Bringing this critique of the advertising model to the Internet means interrogating the business models of some of the most successful OTT companies like Google and Facebook, and the disproportionate allocation of the Internet’s limited bandwidth to their advertisements. This is not to say that the bandwidth itself cannot or should not increase. Telecom companies do need to upgrade their technologies and invest in the expansion of their bandwidth and services. They cannot fairly expect to be paid both for the actual data consumed as well as charge for using an OTT service depending on the proportion of bandwidth it consumes. That will certainly lead to double charging the Internet user in an unfair manner.
But stopping there will also mean conflating Internet user interests with interests of established OTTs. There is an imminent need to understand that it is not just telecom companies that have vested interests here, there are also OTT companies with vested interests and whose interests do not coincide with common Internet users. Users need to find their own independent, third position in the net neutrality debate, because they also have vested interests, which are different from any OTT and different from any ISP or telecom company.
Rethinking Net Neutrality
What does it mean when we say we support net neutrality? Because mere non-interference in how OTT traffic is directed on the Internet does not respond to all the interests which users have. Such a situation manifests the need to make our understanding of the concept of net neutrality more nuanced and more in line with our interests as common users.

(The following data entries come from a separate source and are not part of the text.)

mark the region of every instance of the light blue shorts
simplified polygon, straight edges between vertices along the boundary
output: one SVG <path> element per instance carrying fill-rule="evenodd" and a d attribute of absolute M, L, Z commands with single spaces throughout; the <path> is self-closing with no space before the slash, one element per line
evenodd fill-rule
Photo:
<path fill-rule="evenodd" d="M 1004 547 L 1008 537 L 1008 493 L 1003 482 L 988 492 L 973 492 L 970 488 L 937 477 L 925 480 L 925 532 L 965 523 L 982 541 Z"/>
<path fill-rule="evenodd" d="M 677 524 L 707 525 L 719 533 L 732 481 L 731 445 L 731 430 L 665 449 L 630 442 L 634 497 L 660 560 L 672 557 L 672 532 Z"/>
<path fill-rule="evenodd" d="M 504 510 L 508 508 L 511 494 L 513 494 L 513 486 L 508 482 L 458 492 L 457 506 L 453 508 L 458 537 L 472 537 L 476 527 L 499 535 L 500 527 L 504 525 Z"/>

Pranesh Prakash of Centre for Internet and Society, Bangalore offers the following definition of net neutrality as an alternative: “The regulation of gatekeepers to ensure they do not use their power to unjustly discriminate between similarly situated persons, content, or traffic.” This presents a much more desirable configuration than a regulation, which mandates no interference with the Internet traffic at all: First, Internet is not the perfect, egalitarian and democratic platform some believe it to be. So any regulation which can work towards making it more egalitarian and democratic should be welcomed, not rebuffed. Second, with bandwidth being the limited resource, it is at this point in time that some traffic management methods can actually be used to improve the quality of service for users. To be clear, this is not an endorsement of any TSP or ISP stand. But it is high time we recognised that the complications that come up in the allocation of resources for either newspapers or the Internet are fairly real, even when issues of corruption and greed shield them from plain sight.